Some sites award cash for shedding pounds, while others offer programs through which dieters lose money for not losing weight.
Fritz opted for the latter, joining StickK, where users set a goal and have to forfeit a preset amount of money if they don't reach it. The lost money goes to a user-designated friend or foe. Some choose charities, others "anti-charities": Fritz, who dislikes guns, gave herself 12 weeks to lose 1.2 pounds per week or else StickK would send $10 of her money to the National Rifle Association.
"There was one week where I didn't meet my goal. I wasn't pleased, but it made me stick to my plan more the other weeks," she says.
Fritz lost 10 pounds and has kept them off by giving herself incentives to eat healthfully.
"If you do it right, it works. The psychology behind it is sound."

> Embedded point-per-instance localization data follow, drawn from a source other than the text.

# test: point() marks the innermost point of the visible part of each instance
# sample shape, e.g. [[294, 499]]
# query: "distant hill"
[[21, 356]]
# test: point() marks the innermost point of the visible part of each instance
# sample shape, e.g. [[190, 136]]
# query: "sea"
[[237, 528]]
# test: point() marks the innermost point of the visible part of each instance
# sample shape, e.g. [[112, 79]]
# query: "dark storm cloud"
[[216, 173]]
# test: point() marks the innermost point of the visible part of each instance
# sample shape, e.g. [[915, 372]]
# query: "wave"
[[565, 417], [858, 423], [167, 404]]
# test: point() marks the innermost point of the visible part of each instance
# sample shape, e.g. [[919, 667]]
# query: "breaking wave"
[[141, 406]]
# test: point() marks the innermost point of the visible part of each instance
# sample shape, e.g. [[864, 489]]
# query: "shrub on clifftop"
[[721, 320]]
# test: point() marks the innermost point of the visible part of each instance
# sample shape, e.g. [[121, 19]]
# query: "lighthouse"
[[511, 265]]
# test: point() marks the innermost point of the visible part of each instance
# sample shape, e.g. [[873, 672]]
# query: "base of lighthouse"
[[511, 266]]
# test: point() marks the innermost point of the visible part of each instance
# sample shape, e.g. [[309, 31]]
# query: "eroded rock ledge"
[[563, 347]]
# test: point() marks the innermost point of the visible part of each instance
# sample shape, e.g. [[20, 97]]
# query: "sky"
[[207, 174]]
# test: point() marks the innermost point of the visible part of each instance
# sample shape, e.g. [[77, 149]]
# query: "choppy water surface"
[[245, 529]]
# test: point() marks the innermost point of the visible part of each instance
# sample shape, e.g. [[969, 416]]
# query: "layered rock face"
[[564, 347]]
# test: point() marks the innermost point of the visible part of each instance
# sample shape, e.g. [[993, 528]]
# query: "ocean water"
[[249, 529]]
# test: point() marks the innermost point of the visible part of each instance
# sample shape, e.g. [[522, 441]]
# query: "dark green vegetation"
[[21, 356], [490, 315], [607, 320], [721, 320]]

According to a 2008 study published in the Journal of the American Medical Association, those who had a financial incentive to lose weight were almost five times more likely to reach their target than dieters who had no money at stake.
Sam Espinosa, StickK's director of marketing, says that 70 percent of those who have put money on the line through StickK reached their intended goal. The financial incentive, he explains, puts the goal in perspective.
"You might want to stop and get a $5 cheeseburger, but if you know that it may make you gain weight and lose $50 at the weigh-in the next day, it becomes a $55 cheeseburger," he says. "Would you really eat a $55 cheeseburger?"
That logic worked for Jacob Kosoff, an assistant vice president in the risk management department at PNC Bank, who set a goal of losing 20 pounds in 40 weeks through StickK last year. He says that he avoided donating to his anti-charity, a pro-life organization, by studying numbers.